Common Identity
From Bandit-project.org
Contents |
Overview
The Bandit Identity Abstraction component name was changed to Common Identity. The Identity Abstraction was started before our involvement with Higgins and is now maintained only for existing users. Moving forward, the Common Identity components will consist of Higgins IdAS Context Providers. As Higgins participants, we contribute to the Higgins IdAS interface and several IdAS Context Providers (Components) that are part of the Higgins project. We also make available other Higgins IdAS Context Providers as part of the Bandit project.
The Problem
Within the components provided by open identity systems there is a need to construct, compare, query, and authenticate digital identities. Because those identities do not share common naming, access protocols, or data models there exists a requirement to consume some type of abstraction which can attempt to deal with the existing identity diversity.
A Solution
The Common Identity model do not mandate storage of identity or identity claims, instead the framework translates requests it receives to requests in other protocols and data models. In some cases the translation may result in mapping all entity identifiers into a single namespace, however that is not a requirement of the Common Identity model.

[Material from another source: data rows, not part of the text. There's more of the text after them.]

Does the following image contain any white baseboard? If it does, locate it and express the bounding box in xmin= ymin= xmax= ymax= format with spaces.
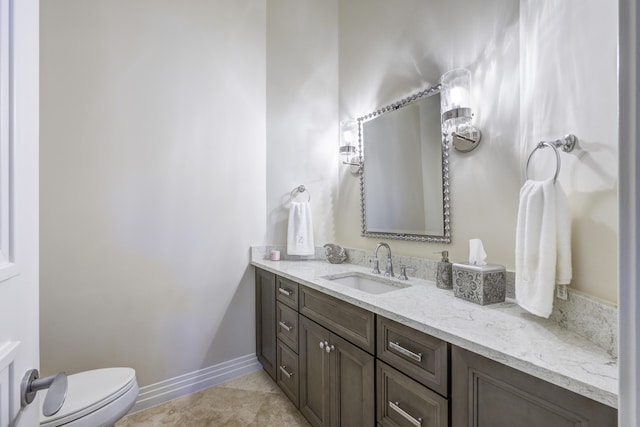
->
xmin=128 ymin=354 xmax=262 ymax=415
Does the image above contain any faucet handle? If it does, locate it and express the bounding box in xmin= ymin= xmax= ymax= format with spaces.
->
xmin=398 ymin=264 xmax=418 ymax=280
xmin=369 ymin=258 xmax=380 ymax=274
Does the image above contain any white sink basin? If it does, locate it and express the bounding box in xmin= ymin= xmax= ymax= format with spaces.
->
xmin=323 ymin=272 xmax=411 ymax=294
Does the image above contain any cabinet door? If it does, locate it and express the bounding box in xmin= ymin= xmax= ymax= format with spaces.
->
xmin=451 ymin=346 xmax=617 ymax=427
xmin=298 ymin=316 xmax=331 ymax=426
xmin=329 ymin=334 xmax=375 ymax=427
xmin=256 ymin=268 xmax=277 ymax=381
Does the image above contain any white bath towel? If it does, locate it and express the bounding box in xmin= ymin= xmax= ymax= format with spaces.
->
xmin=287 ymin=201 xmax=315 ymax=255
xmin=516 ymin=179 xmax=572 ymax=318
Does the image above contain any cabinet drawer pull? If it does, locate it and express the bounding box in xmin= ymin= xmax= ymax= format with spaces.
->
xmin=320 ymin=341 xmax=336 ymax=353
xmin=280 ymin=365 xmax=293 ymax=378
xmin=278 ymin=321 xmax=293 ymax=332
xmin=389 ymin=401 xmax=422 ymax=427
xmin=278 ymin=288 xmax=291 ymax=297
xmin=389 ymin=341 xmax=422 ymax=362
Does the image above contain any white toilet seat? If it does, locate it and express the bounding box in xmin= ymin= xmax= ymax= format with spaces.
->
xmin=40 ymin=368 xmax=138 ymax=427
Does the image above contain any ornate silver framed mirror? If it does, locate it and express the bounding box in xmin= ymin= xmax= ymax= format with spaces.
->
xmin=358 ymin=85 xmax=451 ymax=243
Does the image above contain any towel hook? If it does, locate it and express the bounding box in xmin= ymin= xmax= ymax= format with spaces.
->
xmin=291 ymin=185 xmax=311 ymax=202
xmin=524 ymin=134 xmax=578 ymax=184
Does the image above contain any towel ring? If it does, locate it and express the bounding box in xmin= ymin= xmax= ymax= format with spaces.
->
xmin=524 ymin=134 xmax=578 ymax=184
xmin=291 ymin=185 xmax=311 ymax=202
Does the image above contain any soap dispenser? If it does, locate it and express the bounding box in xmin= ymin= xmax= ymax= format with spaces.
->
xmin=435 ymin=251 xmax=453 ymax=289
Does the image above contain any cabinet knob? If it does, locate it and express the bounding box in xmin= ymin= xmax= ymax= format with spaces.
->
xmin=324 ymin=341 xmax=336 ymax=353
xmin=320 ymin=341 xmax=336 ymax=353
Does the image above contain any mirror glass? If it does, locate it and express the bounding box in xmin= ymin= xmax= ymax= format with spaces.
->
xmin=358 ymin=85 xmax=451 ymax=243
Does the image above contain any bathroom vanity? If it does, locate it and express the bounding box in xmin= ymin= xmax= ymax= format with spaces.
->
xmin=252 ymin=258 xmax=617 ymax=427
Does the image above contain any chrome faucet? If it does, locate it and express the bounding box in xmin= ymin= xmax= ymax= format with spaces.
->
xmin=373 ymin=242 xmax=394 ymax=277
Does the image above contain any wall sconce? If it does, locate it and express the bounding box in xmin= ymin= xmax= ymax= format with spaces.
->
xmin=440 ymin=68 xmax=482 ymax=152
xmin=340 ymin=120 xmax=362 ymax=171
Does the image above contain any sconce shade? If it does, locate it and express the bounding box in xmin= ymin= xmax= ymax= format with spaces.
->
xmin=440 ymin=68 xmax=472 ymax=128
xmin=440 ymin=68 xmax=481 ymax=152
xmin=340 ymin=120 xmax=360 ymax=165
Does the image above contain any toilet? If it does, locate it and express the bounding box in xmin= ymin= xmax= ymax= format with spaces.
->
xmin=40 ymin=368 xmax=138 ymax=427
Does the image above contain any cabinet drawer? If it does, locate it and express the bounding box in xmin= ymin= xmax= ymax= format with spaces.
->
xmin=276 ymin=302 xmax=298 ymax=353
xmin=276 ymin=276 xmax=298 ymax=310
xmin=377 ymin=316 xmax=449 ymax=397
xmin=300 ymin=286 xmax=375 ymax=354
xmin=376 ymin=361 xmax=449 ymax=427
xmin=276 ymin=341 xmax=300 ymax=408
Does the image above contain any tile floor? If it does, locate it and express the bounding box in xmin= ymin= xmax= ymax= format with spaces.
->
xmin=116 ymin=370 xmax=309 ymax=427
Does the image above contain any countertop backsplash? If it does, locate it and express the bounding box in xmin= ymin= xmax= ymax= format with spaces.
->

"The application developer who needs to integrate an identity/networking system is forced to learn the intricacies of each different system. ...This learning investment is not transferable." I'll add that this usually means that the developer's work is also not transferable, and this is one of the reasons that identity deployments today are usually much harder than they need to be.
The common identity view provided by the Higgins IdAS interface and surfaced by various Context Providers may be consumed by applications to decrease their code complexity and proprietary library coupling, as well as to increase the number of Identity Providers the application can interact with.